I am privileged to live in Berlin: a city bursting with history everywhere you look. My flat is in the Bayerischer Viertel of Schöneberg, once a neighbourhood with a sizable Jewish population. As I walk to and from the U-Bahn station every day I see the Stolpesteine, small gold plaques on the floor in front of doorways detailing those who lived there and were taken from their homes by the Nazis, ultimately to their deaths.
The streets in the Viertel are lined with another less subtle installation - the Signs Memorial, detailing in print the various anti-Jewish Nazi decrees passed under the Third Reich. Outside Rathaus Schöneberg, where my husband and I were one of the first same-sex couples to get married, a sign displays one of those decrees from September 15th 1935, translated in English to: “Citizens of German descent and Jews who enter marriages or extra-marital affairs with members of the other group will be imprisoned. As of today, mixed marriages are not valid.” We both walked past this sign with our families barely minutes after we were married - a stark reminder of what we have and how we must treasure it.

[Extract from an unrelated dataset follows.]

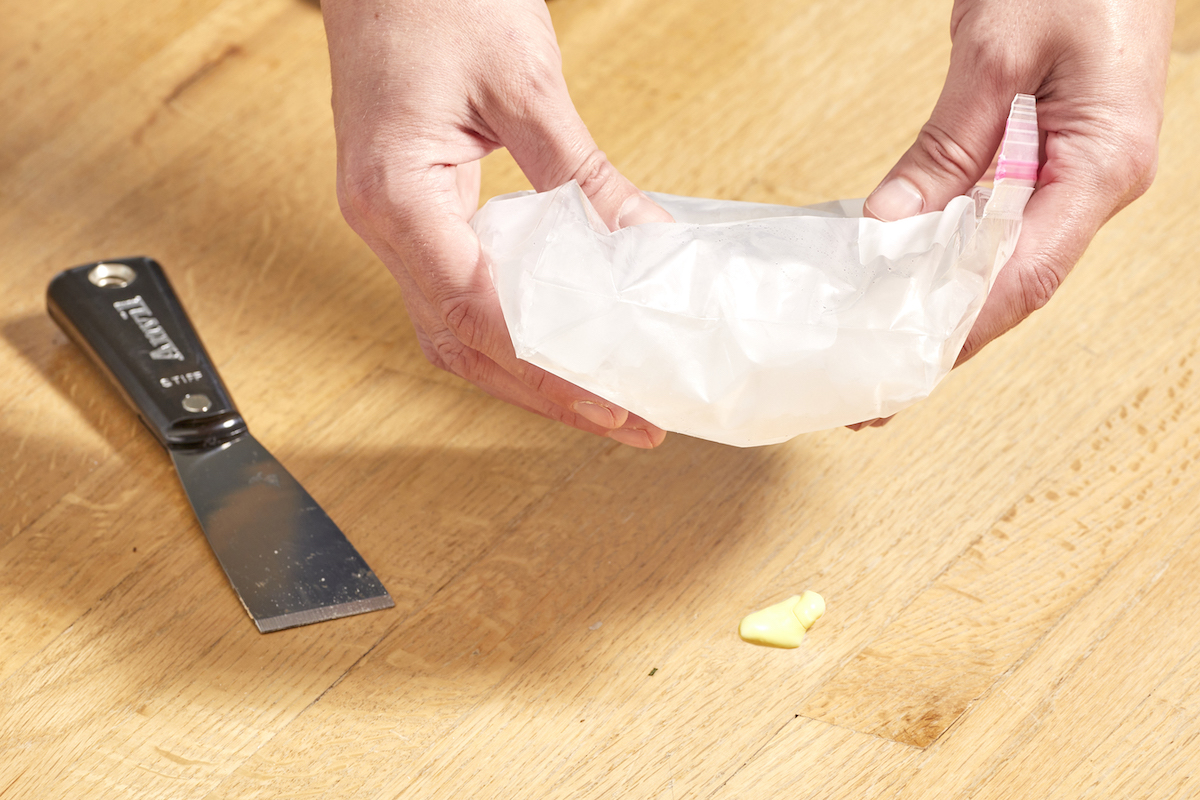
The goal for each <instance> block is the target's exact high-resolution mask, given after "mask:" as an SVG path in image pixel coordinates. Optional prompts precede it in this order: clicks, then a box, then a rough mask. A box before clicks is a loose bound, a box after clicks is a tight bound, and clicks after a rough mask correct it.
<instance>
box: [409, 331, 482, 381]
mask: <svg viewBox="0 0 1200 800" xmlns="http://www.w3.org/2000/svg"><path fill="white" fill-rule="evenodd" d="M421 349H422V351H424V353H425V357H426V359H428V361H430V363H432V365H433V366H434V367H437V368H438V369H443V371H445V372H449V373H451V374H455V375H458V377H460V378H464V379H467V380H473V379H474V378H475V373H476V372H478V369H479V363H480V355H479V353H478V351H475V350H473V349H472V348H469V347H467V345H466V344H463V343H462V342H461V341H458V339H457V338H455V336H454V335H452V333H451V332H450V331H444V332H442V333H436V335H433V336H431V337H430V344H428V348H425V347H422V348H421Z"/></svg>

Berlin is a city deeply scarred by the Third Reich and the Holocaust. Yet it refuses to hide those scars and wears them with resolve – to never forget what happened and, more importantly, to make sure it never happens again. This is one of the many reasons I am proud to call myself a Berliner.
You will struggle to find someone more determined to recognise the signs of rising fascism than a German. Even if only 13% of the country voted for the AfD in 2017, the return of the far-right to the German Parliament for the first time since the Second World War provoked widespread disgust. However, comparisons to the Third Reich must be drawn carefully. When you invoke the memory of one of the largest examples of mass murder in the last century, to do so trivially is to demean the victims and blunt the significance of what happened.
This is why I was deeply disappointed to see David Lammy, a man for whom I have enormous respect, employ this lazy comparison to members of the Tory ERG. I was more disappointed to see others from the progressive Remain wing of UK politics follow suit. What’s worse is that Lammy didn’t just compare them to the Nazis on an equal basis. When pressed on the appropriateness of the comparison, Lammy protested: “I didn’t go far enough”. This takes bad taste into the realms of farce - promoting Jacob Rees-Mogg above Hitler, Göring and Goebbels.
There is no doubting that the ERG itself is plainly xenophobic. There’s also no doubting that its members have questionable links to unsavoury international figures. But any suggestion that the largely democratic squabbles in Parliament over the withdrawal agreement and Brexit in general have any sort of parity to the dying days of the Weimar Republic, a deeply unstable time in German history coinciding with the Great Depression which devastated the country, is beyond hyperbolic. To propose that the ERG are on the same level as the thugs who smashed up Jewish shops and committed state-sponsored murder of 91 Jews on Kristellnacht is pungently offensive.
“But it didn’t start with the concentration camps!” is the device of choice from individuals who wish to legitimately appropriate the Holocaust and compare it to whatever domestic or minor situation they’re currently facing. It’s deeply effective, because it has the secondary effect of suggesting that your protestations at the absurdity of the comparison is to discard the lessons of history.
The profound importance of recognising the signs of fascism is not license to take the slightest example of intolerance and put it on the same level as the Third Reich. The magnitude of the horrors of Nazism will mean nothing if diminished so regularly and carelessly. Last week, a Jewish German friend of mine who dedicates her time to leading tours of the various memorials expressed just how unedifying she finds these comparisons. I think that, of all people, her opinion on this should be considered.
For those who disagree, I urge you to visit Berlin, not just for the beer and the schnitzel, but to take a look at the other less-known memorials. Wander down the Bayerischer Viertel and look at the Signs. Go to the large square in front of Homboldt University and stare down into the empty white underground room of shelves commemorating the day Nazi students performed a mass book-burning. Visit Platform 17 at Grunewald Station, now a memorial, then the platform at which Berlin’s Jews departed the city for Auschwitz and Theresienstadt. Every step you take along the metal-panelled platform represents hundreds of lives lost.
National Socialism devastated Europe beyond recognition. Their victims deserve better than your edgy Nazi tweets.